When Stephen Harper steps out on the world stage, he never fails to offend. Last week, he spoke before the Mother of all Parliaments. He praised David Cameron and Margaret Thatcher:
In his speech, Harper told Cameron how much he has admired the prime minister’s “determined efforts and your wise and principled leadership during these last few years as we have dealt with the difficult and critical issues facing our countries and the world issues which require the best of what has always made Britain unique and strong, and which you have plainly demonstrated.”
Of Thatcher, Harper noted what he called the late prime minister’s refusal to accept any thought of inevitable decline and did so “not as an expression of good cheer, but as a matter of resolve and action and so Britain rose once more.”
He neglected to notice that he was speaking to British parliamentarians of all stripes -- and, thus, he left a bad taste in some mouths.
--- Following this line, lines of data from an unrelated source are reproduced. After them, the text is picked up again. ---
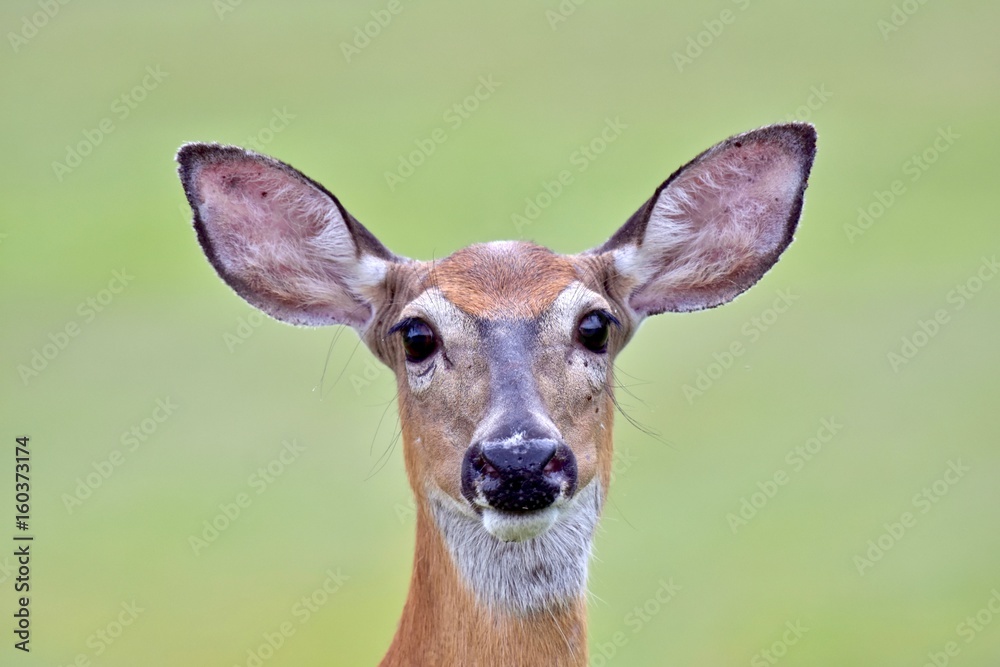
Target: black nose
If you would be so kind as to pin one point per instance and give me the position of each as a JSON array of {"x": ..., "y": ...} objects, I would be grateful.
[{"x": 518, "y": 475}]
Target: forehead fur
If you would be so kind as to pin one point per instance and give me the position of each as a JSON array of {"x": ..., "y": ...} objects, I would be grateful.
[{"x": 506, "y": 279}]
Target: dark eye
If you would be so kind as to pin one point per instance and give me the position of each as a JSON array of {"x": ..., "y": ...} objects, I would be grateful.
[
  {"x": 594, "y": 329},
  {"x": 419, "y": 342}
]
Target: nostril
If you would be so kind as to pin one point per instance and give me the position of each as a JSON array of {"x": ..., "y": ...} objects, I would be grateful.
[{"x": 555, "y": 465}]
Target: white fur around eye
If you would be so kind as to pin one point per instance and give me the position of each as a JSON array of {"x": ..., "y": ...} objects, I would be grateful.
[
  {"x": 452, "y": 327},
  {"x": 559, "y": 329}
]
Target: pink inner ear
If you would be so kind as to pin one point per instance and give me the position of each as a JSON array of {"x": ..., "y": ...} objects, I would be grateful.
[
  {"x": 719, "y": 224},
  {"x": 278, "y": 239}
]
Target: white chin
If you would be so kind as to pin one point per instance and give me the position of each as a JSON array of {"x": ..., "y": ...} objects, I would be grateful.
[{"x": 508, "y": 527}]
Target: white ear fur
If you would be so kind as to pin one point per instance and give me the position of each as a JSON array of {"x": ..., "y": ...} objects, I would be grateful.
[
  {"x": 279, "y": 239},
  {"x": 718, "y": 224}
]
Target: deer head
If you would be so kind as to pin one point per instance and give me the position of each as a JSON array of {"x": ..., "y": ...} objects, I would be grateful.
[{"x": 503, "y": 357}]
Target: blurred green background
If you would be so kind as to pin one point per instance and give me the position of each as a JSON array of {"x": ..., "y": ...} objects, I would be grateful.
[{"x": 894, "y": 256}]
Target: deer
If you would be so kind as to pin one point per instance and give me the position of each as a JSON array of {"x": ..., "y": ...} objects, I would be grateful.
[{"x": 503, "y": 356}]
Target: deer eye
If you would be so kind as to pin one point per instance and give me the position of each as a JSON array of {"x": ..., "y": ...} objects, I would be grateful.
[
  {"x": 594, "y": 330},
  {"x": 419, "y": 341}
]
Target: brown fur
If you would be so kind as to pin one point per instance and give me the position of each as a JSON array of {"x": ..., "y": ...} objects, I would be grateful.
[
  {"x": 286, "y": 244},
  {"x": 515, "y": 280}
]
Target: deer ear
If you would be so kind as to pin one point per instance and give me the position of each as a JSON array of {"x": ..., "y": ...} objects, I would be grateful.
[
  {"x": 717, "y": 225},
  {"x": 281, "y": 240}
]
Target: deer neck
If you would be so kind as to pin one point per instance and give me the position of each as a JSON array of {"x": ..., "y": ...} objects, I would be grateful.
[{"x": 476, "y": 601}]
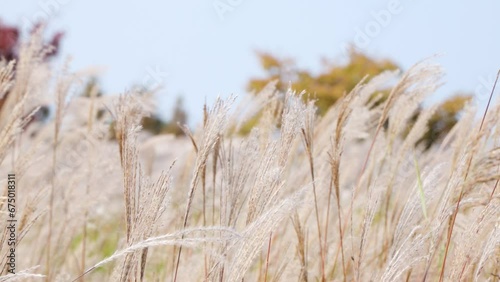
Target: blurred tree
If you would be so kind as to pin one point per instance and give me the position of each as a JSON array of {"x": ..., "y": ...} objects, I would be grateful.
[
  {"x": 9, "y": 48},
  {"x": 337, "y": 80},
  {"x": 156, "y": 125},
  {"x": 444, "y": 119},
  {"x": 328, "y": 86}
]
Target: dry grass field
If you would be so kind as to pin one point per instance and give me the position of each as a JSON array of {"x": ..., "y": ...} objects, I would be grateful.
[{"x": 343, "y": 197}]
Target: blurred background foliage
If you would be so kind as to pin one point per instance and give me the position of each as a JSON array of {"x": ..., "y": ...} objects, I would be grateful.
[
  {"x": 326, "y": 87},
  {"x": 335, "y": 80}
]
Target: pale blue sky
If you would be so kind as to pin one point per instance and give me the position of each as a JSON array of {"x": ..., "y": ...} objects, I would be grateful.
[{"x": 208, "y": 52}]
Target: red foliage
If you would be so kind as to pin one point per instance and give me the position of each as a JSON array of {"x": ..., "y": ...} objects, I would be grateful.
[{"x": 9, "y": 48}]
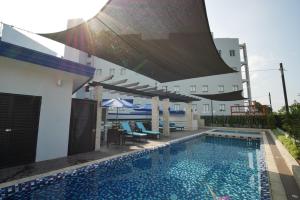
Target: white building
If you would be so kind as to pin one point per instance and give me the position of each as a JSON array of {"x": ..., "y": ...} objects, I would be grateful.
[
  {"x": 233, "y": 53},
  {"x": 35, "y": 101}
]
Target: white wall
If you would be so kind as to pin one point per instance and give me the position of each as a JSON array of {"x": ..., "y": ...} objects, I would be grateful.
[
  {"x": 27, "y": 40},
  {"x": 19, "y": 77}
]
John Spellar, the Labour Party's shadow minister for foreign and commonwealth affairs, told iPolitics' Colin Horgan:
“Saying how wonderful Margaret Thatcher is – he might have noticed that this was a controversial issue,” Spellar said Friday. “Now, of course he’s a conservative, but throughout the speech to be obsessing about how only Conservatives had the answer and therefore he and David Cameron were the right people, is not the way to do it.”
Spellar said it was “not prime ministerial,” and that a number of his Labour party colleagues expressed how “disappointed they were” with the address.
Thatcherism died in the economic meltdown -- five years before the Iron Lady. But, then, Harper has never been impressed by facts. But, more importantly, whether he is at the United Nations or at Westminster, Harper always trots out his most salient characteristic -- tunnel vision.
The rest of the world has his number. Spellar understands that Mr. Harper does not represent Canada's best and brightest:
“Canadian prime ministers in the past have had that broader perspective, so it’s not a case of saying ‘Here’s someone from Canada, they’re bound to be parochial’. That’s not the case at all,” he said. “It is that someone’s really not speaking for Canada, which is a G8 member, a G20 member, a major player in international affairs. And this wasn’t a speech from a big figure from a big country.”